Tuesday, January 21, 2014

Three Problems with the President's NSA reforms

In the lawyer’s world, regulations are an ally. Guiding a reliable path towards a specific remedy, regulations offer order in place of chaos.

In the intelligence officer’s world, regulations are an adversary. Providing rigidity in face of dynamic and hidden truths, regulations present obstacles to answers.

In a democracy then, the key is to balance these two understandings. Regulations must be flexible enough to allow for the extraction of knowledge from complexity, and rigid enough to ensure a credible foundation of just, democratic order.

Last Friday, to the detriment of America, President Obama tipped the balance too far. He’s done so in three specific ways.

1)    Limiting the Intelligence Community’s ability to penetrate terrorist networks

‘‘Effective immediately, we will only pursue phone calls that are two steps removed from a number associated with a terrorist organization instead of three.’’

An invitation to the cut-outs.

Consider the following scenario. An Al Qaeda officer in Yemen makes a call to another individual in that country. That other individual then calls someone in Saudi Arabia. That individual then calls someone in Belgium. From today, the NSA can no longer chase down the phone data belonging to the subject in Belgium. Some claim that this isn’t a problem – that a ‘three hop’ rule allows for a vastly excessive drag net of irrelevant information. And on paper, they’re right. But in reality it’s just not that simple. For a start, such arguments ignore the fact that intelligence officers use a spread of information to drive their investigations – not simply communication linkage chains. In this context, by limiting the information flows to which intelligence officers have access, the move to a ‘two hop’ rule risks empowering terrorist cut-outs. Facilitators who, already Snowden-apprised of US intelligence monitoring, are astute to the need to protect the networks they serve. Providing another complication is Al Qaeda’s functional diversification into a growing number of affiliate and inspired terrorist networks. Take the Syrian civil war. As foreign jihadists return from that conflict to their respective home nations, some will do so in peace and others with an eye to terrorism. Facing the later elements, the need for reflexive intelligence capabilities will be significant.
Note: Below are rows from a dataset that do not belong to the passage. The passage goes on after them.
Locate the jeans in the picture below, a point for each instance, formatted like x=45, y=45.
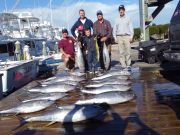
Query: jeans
x=124, y=47
x=92, y=61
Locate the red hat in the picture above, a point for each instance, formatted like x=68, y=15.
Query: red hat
x=80, y=27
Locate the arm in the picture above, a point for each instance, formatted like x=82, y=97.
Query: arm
x=60, y=46
x=73, y=30
x=95, y=29
x=131, y=29
x=91, y=24
x=115, y=30
x=109, y=28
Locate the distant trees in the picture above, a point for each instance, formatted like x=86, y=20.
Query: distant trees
x=159, y=31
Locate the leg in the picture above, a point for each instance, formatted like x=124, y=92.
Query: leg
x=94, y=62
x=89, y=60
x=65, y=60
x=127, y=51
x=121, y=51
x=109, y=49
x=100, y=44
x=71, y=64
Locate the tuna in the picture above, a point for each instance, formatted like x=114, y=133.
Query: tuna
x=79, y=58
x=95, y=84
x=72, y=114
x=106, y=88
x=111, y=77
x=53, y=88
x=29, y=107
x=49, y=96
x=106, y=57
x=109, y=98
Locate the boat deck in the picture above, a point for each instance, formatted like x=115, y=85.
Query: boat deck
x=144, y=115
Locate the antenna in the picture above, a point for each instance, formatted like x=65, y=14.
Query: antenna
x=50, y=6
x=15, y=5
x=5, y=5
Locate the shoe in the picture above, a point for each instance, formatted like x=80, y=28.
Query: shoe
x=128, y=68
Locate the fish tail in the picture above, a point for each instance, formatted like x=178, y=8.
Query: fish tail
x=82, y=102
x=86, y=91
x=6, y=111
x=22, y=122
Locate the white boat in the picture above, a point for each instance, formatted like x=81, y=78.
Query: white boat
x=17, y=73
x=1, y=85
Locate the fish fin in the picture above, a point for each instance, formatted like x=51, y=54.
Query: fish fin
x=22, y=122
x=51, y=123
x=20, y=100
x=15, y=114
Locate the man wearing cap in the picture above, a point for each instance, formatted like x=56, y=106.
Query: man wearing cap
x=78, y=32
x=123, y=33
x=81, y=24
x=102, y=28
x=66, y=46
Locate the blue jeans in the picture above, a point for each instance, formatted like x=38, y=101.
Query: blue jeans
x=92, y=61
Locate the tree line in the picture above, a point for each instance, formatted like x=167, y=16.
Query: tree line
x=155, y=31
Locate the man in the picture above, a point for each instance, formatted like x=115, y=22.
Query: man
x=66, y=46
x=90, y=43
x=123, y=34
x=78, y=32
x=103, y=30
x=82, y=23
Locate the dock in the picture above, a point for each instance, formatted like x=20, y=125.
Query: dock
x=144, y=115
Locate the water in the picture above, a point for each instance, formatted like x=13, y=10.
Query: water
x=141, y=116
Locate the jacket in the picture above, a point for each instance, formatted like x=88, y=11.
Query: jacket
x=87, y=24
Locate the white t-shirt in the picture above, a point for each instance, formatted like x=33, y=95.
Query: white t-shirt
x=83, y=21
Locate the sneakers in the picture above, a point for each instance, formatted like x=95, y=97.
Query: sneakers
x=128, y=68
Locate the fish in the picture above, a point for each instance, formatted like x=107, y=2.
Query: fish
x=49, y=96
x=96, y=84
x=29, y=107
x=110, y=77
x=106, y=88
x=109, y=98
x=44, y=84
x=116, y=72
x=79, y=58
x=62, y=79
x=53, y=88
x=77, y=73
x=106, y=57
x=74, y=114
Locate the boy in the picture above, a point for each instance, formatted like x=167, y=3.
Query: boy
x=66, y=46
x=90, y=44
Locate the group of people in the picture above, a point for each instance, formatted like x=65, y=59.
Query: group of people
x=96, y=34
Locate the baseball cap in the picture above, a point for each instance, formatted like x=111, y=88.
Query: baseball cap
x=80, y=27
x=99, y=12
x=121, y=7
x=64, y=30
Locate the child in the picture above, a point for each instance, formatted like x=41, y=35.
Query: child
x=90, y=43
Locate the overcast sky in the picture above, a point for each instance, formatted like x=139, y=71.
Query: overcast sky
x=65, y=12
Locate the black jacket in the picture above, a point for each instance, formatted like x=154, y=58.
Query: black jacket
x=87, y=24
x=90, y=43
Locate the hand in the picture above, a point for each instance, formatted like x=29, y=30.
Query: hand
x=103, y=39
x=67, y=55
x=115, y=40
x=131, y=40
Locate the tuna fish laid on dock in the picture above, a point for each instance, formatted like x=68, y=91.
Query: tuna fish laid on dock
x=53, y=88
x=29, y=107
x=71, y=114
x=109, y=98
x=106, y=88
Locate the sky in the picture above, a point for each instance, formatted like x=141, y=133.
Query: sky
x=65, y=12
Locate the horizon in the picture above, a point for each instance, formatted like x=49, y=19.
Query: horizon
x=65, y=12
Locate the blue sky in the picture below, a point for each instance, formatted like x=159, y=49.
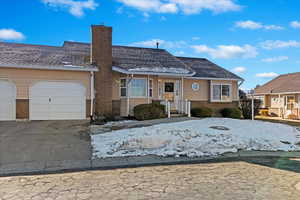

There is little question that Obama has complicated that pursuit.

2)    Introducing a case by case judicial review system for Metadata access

‘‘I have directed the Attorney General to work with the Foreign Intelligence Surveillance Court so that during this transition period, the database can be queried only after a judicial finding, or in a true emergency.’’

As an extension to the problems posed in (1), the President has also decided that the FISA court must now authorize each specific access into the metadata archives. Two problems here. First, when it comes to counter-terrorism, the term ‘‘true emergency’’ is truly vague. Perhaps that’s the point – affording Obama the future option of a retroactive definition (and thus political insulation). Second and more importantly however, requiring judicial findings will essentially mean that analysts are prevented from doing that which the President himself has said they must: ‘‘being able to quickly review telephone connections to assess whether a network exists…’’ At the heart of the matter, it’s about threat v time. While there are only eleven judges on the FISA Court, there are many terrorists making numerous phone calls every day. Without rubber stamping, meaningfully managing this workload will be near impossible.

3)   Restricting US spying on foreign leaders

‘‘Unless there is a compelling national security purpose – we will not monitor the communications of heads of state and government of our close friends and allies.’’

Again, it’s all in the definitions. At a basic level, absent some clarification as to what a ‘‘compelling national security purpose’’ actually means, American allies will assume that they’re being monitored anyway. And while Obama’s ‘clarification’ probably assures that the NSA isn’t going to be listening in on the French President’s ‘later night’ conversations, what about other calls? Considering Hollande’s recent visit to Saudi Arabia for example, one could make a pretty strong case that the US has a compelling national security excuse for monitoring him. But more than this strategic angle, the real weakness of Obama’s declaration is that it forces the US to tread an impossible line. On the one hand, not spying on foreign allies. On the other hand, spying whilst implying that no spying is occurring and thus opening the door to future diplomatic embarrassments. Ultimately, it’s clear that there are compelling reasons for the US to spy on certain European states - the French certainly have no qualms about spying on the US. Still, by his confused approach on this issue, President Obama has muddied the waters even further. His ruling won’t rebuild trust, but if a future Snowden leaks new espionage details, it will allow foreign states to accuse the US of having lied. In short, it’s not very clever.

So yes, the US Intelligence Community is immensely powerful. And yes, its power requires democratic oversight – calibrated but meaningful. Nevertheless, these reforms will not serve the national interest. In the end, just as the State Department is the necessary response to a world full of opportunity, the NSA is a necessary response to a world full of threats. An associated truth is also clear. NSA officers do not go to work in order to harass their fellow citizens. Rather, they work to harness the ill-intentions of others. Neglecting that truth in his ill thought out regulations, the President has tipped us towards unnecessary danger.